When you can afford it, a car should be fun.

I have an ongoing debate with a coworker who drives a Volvo. She says she worries about me commuting on a motorcycle. My response is to ask, “When is the last time you got to work, or got home in the evening, and discovered you had a smile on your face because your commute was fun?”

It is just a difference in outlook.

How old are you, projectshave? It sounds like you have not experienced your midlife crisis yet.

i could ask the opposite question.why on earth would anyone want a bland,unexciting,appliance of a vehicle to buzz around in?i’ve only ever bought performance cars because they’re interesting,fun,a blast to rip around on back roads,and they’re NOT just the same old thing that everybody else has.just like that old saying…life is too short for cheap beer(or boring cars)

While I agree with all the replies given on the reasons for having high-perf cars, I wonder how much smaller that market would be if the car companies weren’t so good at marketing them.

Your exactly right, my 15 year old Camry is finally falling apart.

Before I buy yet another Camry (which is very likely), I want to know if I’m missing out by not getting a BMW 3 series. I enjoy driving fast when I can, but I’m too worried about speeding tickets to ever go above 90mph.

Agreed. I think status and sex appeal are a big reason for the appeal of these cars.

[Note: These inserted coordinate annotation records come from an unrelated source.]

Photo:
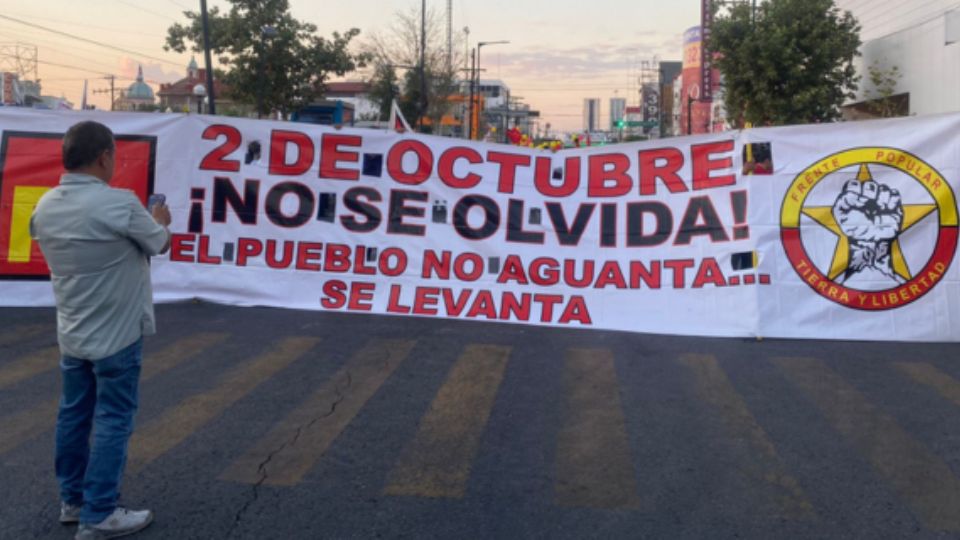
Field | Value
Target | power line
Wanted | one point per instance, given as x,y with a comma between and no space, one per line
73,67
145,10
87,26
120,49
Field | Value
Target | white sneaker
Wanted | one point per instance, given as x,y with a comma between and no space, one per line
120,523
69,513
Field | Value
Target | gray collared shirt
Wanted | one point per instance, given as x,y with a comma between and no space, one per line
96,240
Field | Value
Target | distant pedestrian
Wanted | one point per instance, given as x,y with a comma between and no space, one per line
96,241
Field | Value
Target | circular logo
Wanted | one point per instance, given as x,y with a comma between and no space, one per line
859,204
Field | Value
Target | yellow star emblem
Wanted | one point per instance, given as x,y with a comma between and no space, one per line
912,214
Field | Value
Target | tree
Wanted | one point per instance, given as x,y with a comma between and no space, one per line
881,102
399,48
271,59
789,62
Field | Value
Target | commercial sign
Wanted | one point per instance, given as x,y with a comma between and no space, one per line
853,235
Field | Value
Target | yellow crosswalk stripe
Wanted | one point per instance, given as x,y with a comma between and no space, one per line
927,374
29,366
20,427
764,463
174,426
18,333
923,480
286,453
593,464
437,461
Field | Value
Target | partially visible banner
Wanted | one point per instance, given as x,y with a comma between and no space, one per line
841,231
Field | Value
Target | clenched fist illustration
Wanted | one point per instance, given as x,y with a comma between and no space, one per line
870,214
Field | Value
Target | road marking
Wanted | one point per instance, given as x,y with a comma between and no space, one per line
285,454
437,461
174,426
714,387
924,481
929,375
25,425
178,352
18,333
29,365
594,465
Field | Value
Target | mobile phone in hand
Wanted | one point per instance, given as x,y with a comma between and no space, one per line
155,199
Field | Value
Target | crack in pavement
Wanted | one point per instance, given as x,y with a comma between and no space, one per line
262,467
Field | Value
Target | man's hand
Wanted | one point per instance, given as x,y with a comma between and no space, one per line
871,215
161,214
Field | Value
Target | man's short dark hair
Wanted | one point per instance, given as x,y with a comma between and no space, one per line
84,142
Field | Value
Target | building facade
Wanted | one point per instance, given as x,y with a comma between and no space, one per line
180,97
618,112
922,39
591,114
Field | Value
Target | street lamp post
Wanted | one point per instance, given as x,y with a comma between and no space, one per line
265,33
205,23
199,91
480,45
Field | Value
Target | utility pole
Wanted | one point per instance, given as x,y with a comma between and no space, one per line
212,109
473,67
112,79
423,64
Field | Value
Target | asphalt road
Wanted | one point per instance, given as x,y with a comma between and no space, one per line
268,423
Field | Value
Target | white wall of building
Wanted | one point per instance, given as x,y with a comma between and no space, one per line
911,35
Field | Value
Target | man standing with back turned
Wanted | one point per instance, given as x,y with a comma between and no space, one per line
96,241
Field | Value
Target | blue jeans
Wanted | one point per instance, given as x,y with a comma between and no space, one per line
100,393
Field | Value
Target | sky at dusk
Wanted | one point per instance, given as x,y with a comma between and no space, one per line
560,51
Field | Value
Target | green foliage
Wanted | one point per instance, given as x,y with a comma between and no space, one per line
789,63
268,52
384,87
399,49
884,83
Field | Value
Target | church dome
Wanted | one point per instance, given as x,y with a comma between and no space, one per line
140,89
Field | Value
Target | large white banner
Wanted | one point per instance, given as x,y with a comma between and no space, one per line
845,231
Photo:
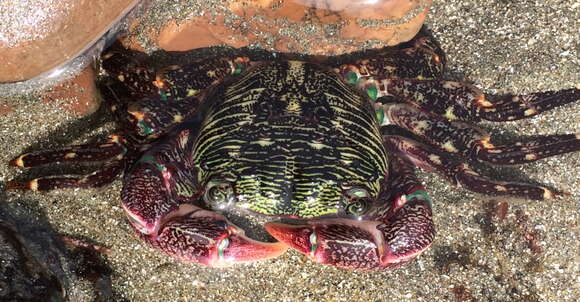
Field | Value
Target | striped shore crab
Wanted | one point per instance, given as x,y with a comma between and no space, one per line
325,150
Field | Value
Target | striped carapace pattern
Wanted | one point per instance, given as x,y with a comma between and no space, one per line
294,137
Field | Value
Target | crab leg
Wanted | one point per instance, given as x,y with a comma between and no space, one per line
470,141
113,151
79,153
458,172
457,100
424,59
98,178
396,236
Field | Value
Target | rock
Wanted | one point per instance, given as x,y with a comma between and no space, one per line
312,27
37,36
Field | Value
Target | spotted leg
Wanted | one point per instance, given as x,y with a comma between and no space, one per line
162,198
397,233
164,97
111,152
462,101
457,171
469,141
420,58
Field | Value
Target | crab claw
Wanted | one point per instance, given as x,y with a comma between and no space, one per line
207,238
181,229
360,244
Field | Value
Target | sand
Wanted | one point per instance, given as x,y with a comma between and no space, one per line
501,46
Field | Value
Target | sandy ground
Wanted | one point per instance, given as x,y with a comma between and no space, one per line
502,46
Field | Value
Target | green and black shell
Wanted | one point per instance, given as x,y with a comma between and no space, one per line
291,139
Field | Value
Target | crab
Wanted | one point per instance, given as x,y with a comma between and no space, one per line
325,151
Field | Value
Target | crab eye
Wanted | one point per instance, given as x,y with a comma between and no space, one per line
219,194
357,201
358,207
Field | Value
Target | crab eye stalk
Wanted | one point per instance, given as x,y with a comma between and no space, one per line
357,201
219,194
358,207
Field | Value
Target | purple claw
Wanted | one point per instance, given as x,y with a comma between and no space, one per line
207,238
366,245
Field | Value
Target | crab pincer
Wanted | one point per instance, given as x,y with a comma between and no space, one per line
207,238
159,200
392,239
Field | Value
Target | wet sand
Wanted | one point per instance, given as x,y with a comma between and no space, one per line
502,47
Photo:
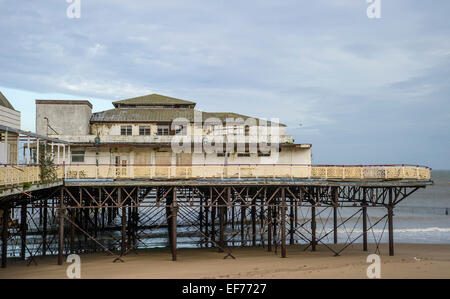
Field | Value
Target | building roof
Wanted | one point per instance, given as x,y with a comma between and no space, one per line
131,115
64,102
4,102
154,100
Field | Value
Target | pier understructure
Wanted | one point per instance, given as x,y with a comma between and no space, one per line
119,216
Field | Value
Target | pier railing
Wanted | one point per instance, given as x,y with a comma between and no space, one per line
13,175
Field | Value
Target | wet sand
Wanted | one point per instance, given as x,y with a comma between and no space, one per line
410,261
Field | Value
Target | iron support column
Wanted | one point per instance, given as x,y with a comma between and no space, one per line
391,223
23,230
61,227
283,223
364,212
174,224
5,236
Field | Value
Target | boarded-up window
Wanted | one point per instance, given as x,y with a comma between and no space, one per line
126,130
144,130
163,130
78,156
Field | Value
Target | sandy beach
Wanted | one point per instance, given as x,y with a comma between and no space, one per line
411,261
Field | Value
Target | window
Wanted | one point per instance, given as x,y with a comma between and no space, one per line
179,130
126,130
263,154
144,130
78,156
163,130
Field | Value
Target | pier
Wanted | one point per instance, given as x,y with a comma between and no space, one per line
119,209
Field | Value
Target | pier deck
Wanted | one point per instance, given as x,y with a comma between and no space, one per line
129,210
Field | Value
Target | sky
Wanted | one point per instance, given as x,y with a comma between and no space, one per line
361,90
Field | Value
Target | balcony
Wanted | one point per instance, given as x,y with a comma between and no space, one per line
14,175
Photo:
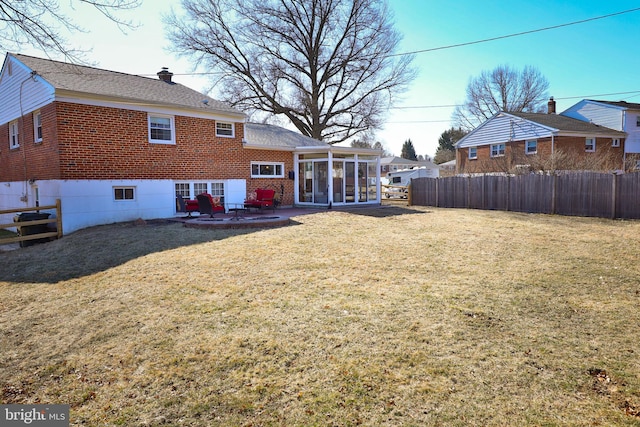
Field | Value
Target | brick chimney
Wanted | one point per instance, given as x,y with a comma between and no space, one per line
165,75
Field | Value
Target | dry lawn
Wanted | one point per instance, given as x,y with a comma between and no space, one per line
392,316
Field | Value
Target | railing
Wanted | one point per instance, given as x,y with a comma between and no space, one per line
22,238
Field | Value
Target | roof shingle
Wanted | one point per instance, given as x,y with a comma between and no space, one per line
112,84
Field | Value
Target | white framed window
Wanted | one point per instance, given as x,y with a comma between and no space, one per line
14,140
225,129
497,150
37,126
267,170
124,193
189,190
161,129
531,146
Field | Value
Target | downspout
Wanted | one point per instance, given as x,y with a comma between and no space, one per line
25,197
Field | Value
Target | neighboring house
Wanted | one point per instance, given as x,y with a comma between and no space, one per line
392,164
619,115
508,142
448,168
117,147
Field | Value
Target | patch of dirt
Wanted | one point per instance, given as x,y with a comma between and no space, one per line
605,386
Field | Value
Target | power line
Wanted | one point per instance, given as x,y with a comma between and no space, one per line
415,107
553,27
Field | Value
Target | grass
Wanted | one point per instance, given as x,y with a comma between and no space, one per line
391,316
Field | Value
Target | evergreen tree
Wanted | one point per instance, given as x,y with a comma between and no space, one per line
408,151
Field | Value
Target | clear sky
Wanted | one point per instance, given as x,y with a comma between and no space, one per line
580,61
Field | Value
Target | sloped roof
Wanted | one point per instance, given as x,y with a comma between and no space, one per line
92,81
567,124
267,136
395,160
623,104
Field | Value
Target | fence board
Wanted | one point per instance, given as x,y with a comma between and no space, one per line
578,194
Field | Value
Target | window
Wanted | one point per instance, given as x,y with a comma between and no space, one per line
161,129
531,146
14,141
123,193
224,129
189,190
267,170
199,188
37,126
497,150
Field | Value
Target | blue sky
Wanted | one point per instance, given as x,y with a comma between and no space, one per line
584,60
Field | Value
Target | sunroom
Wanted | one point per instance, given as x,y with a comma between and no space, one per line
331,175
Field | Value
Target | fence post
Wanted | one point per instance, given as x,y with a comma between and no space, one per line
614,190
553,194
59,218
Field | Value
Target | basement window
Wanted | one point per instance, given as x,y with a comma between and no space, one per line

Buying more car than you need isn’t just about exceeding the speed limit. It is about getting to cruising speed fast enough to make your body feel it and start the adrenaline flowing. It is also about taking it on a private track to see what 110 MPH feels like. I regularly see many people driving high performance cars at a reasonable speed on public roads.

A BMW will cost more to drive, maintain, and repair. So it all depends on how tightly you clinch your pennies. Have you test-driven a BMW yet? Does it excite you or do you find the experience just as engaging as driving a Camry? Only you know for sure what motivates you when it comes to cars.

The reason I buy boring cars is because I can’t (legally) drive very fast anyway. I spend most of my time stalled in traffic. I live in NYC.